Interaksi secara nyata yang hilang saat masa pandemik ini pada akhirnya dapat membawa dampak positif di sisi lain. Interaksi secara maya membuat guru dapat mengamati keaktifan setiap siswanya, dan guru bisa semakin personal mengenal siswanya.

Prinsip kerahasiaan dan batasan waktu dalam assesmen tak lagi relevan, yang justru semakin diutamakan adalah prinsip kepercayaan dan kebaikan.

Ketika situasi ini terbentuk dalam waktu yang lama, maka guru harus benar-benar mempersiapkan pembelajaran yang dapat memnyemai anak-anak dengan perasaan selalu kasmaran pada belajar.

Dalam masa pandemi Covid-19, guru dan orang tua dapat semakin menjadi partner yang berjalan bersama untuk menemani dan mendampingi anak-anak belajar dengan rasa kasmarannya. Ini menjadi warisan terbaik bagi anak-anak karena sesungguhnya manusia adalah makhluk pembelajar sepanjang hayat.

Tulisan ini saya sadur dari “Webinar Arah Pendidikan Indonesia Pasca Pandemi Covid-19” yang digelar oleh Universitas Sanata Dharma, 21 Mei 2020, di kanal youtube : Humas USD.

Webinar dimoderatori Prof Anita Lie (Universitas Katolik Widya Mandala Surabaya) dan menghadirkan pembicara :
1. Iwan Syahril PhD (Dirjen GTK Kemendikbud RI)
2. Iwan Pranoto PhD (Guru besar FMIPA ITB)
3. Johanes Eka PhD (Rektor Universitas Sanata Dharma)

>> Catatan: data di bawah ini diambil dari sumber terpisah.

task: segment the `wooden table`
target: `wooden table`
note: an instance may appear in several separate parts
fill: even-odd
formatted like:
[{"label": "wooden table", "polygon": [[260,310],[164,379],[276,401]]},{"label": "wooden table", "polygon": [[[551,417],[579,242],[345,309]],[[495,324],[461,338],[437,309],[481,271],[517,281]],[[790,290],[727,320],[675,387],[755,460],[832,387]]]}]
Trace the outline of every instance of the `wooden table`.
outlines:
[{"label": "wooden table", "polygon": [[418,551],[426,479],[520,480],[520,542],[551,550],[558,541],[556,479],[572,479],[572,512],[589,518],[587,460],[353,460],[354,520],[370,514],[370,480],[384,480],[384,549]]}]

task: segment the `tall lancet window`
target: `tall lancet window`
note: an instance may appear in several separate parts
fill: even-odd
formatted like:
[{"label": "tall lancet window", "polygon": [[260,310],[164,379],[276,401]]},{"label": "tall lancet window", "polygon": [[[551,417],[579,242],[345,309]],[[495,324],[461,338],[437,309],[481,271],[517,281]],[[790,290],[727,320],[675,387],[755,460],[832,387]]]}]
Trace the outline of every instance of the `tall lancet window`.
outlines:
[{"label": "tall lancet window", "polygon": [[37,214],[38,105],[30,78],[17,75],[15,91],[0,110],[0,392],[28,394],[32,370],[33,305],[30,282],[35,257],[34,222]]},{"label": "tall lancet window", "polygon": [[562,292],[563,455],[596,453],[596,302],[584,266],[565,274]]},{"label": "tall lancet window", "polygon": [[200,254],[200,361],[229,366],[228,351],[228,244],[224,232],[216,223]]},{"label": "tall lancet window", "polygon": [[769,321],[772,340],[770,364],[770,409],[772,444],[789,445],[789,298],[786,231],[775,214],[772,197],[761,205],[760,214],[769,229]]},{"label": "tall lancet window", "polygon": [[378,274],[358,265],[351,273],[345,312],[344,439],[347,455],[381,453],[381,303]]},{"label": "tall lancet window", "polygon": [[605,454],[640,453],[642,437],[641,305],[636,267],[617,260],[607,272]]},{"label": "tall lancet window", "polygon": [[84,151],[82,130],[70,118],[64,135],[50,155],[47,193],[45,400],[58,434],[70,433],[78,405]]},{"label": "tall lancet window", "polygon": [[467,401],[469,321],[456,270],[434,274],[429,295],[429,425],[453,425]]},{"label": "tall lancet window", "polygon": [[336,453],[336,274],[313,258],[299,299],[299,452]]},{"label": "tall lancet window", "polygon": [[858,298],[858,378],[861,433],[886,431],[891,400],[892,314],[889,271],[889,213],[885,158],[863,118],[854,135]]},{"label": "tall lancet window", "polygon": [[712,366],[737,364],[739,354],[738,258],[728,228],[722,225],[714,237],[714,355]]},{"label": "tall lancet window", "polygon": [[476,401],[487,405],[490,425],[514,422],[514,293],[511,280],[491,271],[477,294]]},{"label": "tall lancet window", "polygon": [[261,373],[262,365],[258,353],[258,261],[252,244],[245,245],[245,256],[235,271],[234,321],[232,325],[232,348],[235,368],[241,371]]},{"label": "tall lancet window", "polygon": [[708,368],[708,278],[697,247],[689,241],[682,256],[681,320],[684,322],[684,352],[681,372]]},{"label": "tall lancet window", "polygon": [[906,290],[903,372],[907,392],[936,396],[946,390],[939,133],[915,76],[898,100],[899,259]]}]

Secara keseluruhan ketiga narasumber menyampaikan pemikirannya masing-masing yang beragam, saling melengkapi untuk memberikan pandangan kepada saya dan Anda tentang  arah pendidikan Indonesia setelah masa pandemik ini berlalu.

Pada akhirnya, kita dapat bersama-sama berada dalam satu perahu pendidikan Indonesia yang sudah direncanakan untuk melaju lebih cepat oleh Menteri Pendidikan, Nadiem Makarim. (*)

Oleh : MM Verawati
Guru Biologi SMP Katolik Santa Clara
vivamariavera@gmail.com


Naskah ini sudah tayang di Majalah DIAN TARA Edisi 16 Tahun 2020.